Certaines amitiés apparaissent peu à peu, en prenant leur temps, comme la braise qui embrase lentement la paille avant de créer un grand feu de joie. Ce ne fut pas le cas de celle qui unissait Maxine et Denis. Leur lien était né d’un combat, d’une union contre les « fils de » et tous deux s’étaient vus soudés par ce dégoût viscéral que leur procurait l’injustice et la cruauté de ce petit groupe de privilégiés.

— Pierrick, Gabriella, Rémi et d’autres encore sont issus de familles importantes de la ville. Ils forment une sorte d’élite qui fascine et effraie tout le monde ici, expliqua Denis à mi-voix.

Maxine approuva d’un faible hochement de tête, même si l’idée de vouloir intégrer cette élite nauséabonde lui semblait totalement absurde.

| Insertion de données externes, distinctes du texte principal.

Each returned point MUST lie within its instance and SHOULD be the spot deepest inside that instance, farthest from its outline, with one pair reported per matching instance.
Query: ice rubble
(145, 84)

— Ce sont des fils à papa. D’ailleurs, tout le monde les appelle les « fils de »… Je te laisse imaginer de quoi !

 

Un rédacteur en chef très impliqué

Ce n’était pas faute d’avoir tenté de recruter Maxine dans son équipe, mais sa timidité l’avait emporté sur la persévérance de ce cher Denis. S’il y avait bien une chose qui passionnait notre blondinet préféré en dehors du Centurion, c’était le journal du lycée ! Toujours fourré dans son local, que cela soit avant le début des cours ou pendant les interclasses, Denis se faisait fort de vivre pleinement sa passion de journaliste jusqu’à en être… un peu envahissant.

Le regard de Maxine se posa sur une plaque fixée sur l’une des innombrables portes qui rendaient tous les couloirs de ce lycée identiques et son cœur bondit dans sa poitrine quand elle lut « Journal du lycée ». Maxine se précipita vers la porte et la poussa.

Un grand garçon blond aux cheveux en épis leva les yeux de l’écran qui flottait sous son nez et lui fit un signe enjoué.

— Super, Max ! Tu as changé d’avis pour l’article ?

— Non… Désolée, répondit Maxine, soulagée de trouver enfin un visage connu.  En réalité je suis un peu perdue.

 

La malédiction des Porteurs

En entrant dans l’adolescence, les jeunes Porteurs du monde entier tremblaient à l’idée de voir apparaître leur Capacité. Si, dans la plupart des cas, les Capacités révélées n’étaient ni dangereuses ni exceptionnelles, certains Porteurs voyaient pourtant leur vie basculer du tout au tout en passant du statut d’individu dit « normal » à celui de personne « hautement dangereuse » pour la société.

Le drame des Porteurs était de ne plus pouvoir vivre comme n’importe quel citoyen de l’Union, mais celui de Denis était autrement plus singulier… Si Denis tremblait chaque matin en se réveillant déçu d’être tout à fait identique à la journée précédente, c’était parce que sa malédiction le condamnait à rester un adolescent de seize ans qui n’avait toujours pas de Capacité… jusqu’au jour où :

— As-tu des nouvelles de Denis ?
— Non. Rien, répondit Maxine, sincèrement désolée.
Flora baissa les yeux et la suivit jusqu’à la salle de cours de Gestion des Capacités.
— Ça fait déjà une semaine qu’il a eu son accident de scooter et que sa Capacité s’est déclarée. Je suis très inquiète ! Sa mère refuse de me laisser le voir et Denis rejette tous mes appels… Tu crois que sa Capacité l’empêchera de reprendre les cours ? J’espère qu’il n’en a pas une qui le handicape trop… Il ne mérite pas ça !
Maxine la regarda avec un air triste, incapable de trouver les mots qui pouvaient la consoler.
— Peut-être qu’il est simplement fatigué par son apparition ? Le réveil de la Capacité est un grand changement pour le corps des Porteurs, essaya-t-elle prudemment.
Flora lui sourit faiblement, plus pour saluer cette tentative de réconfort qu’en véritable signe de soulagement, et poussa la porte de la classe.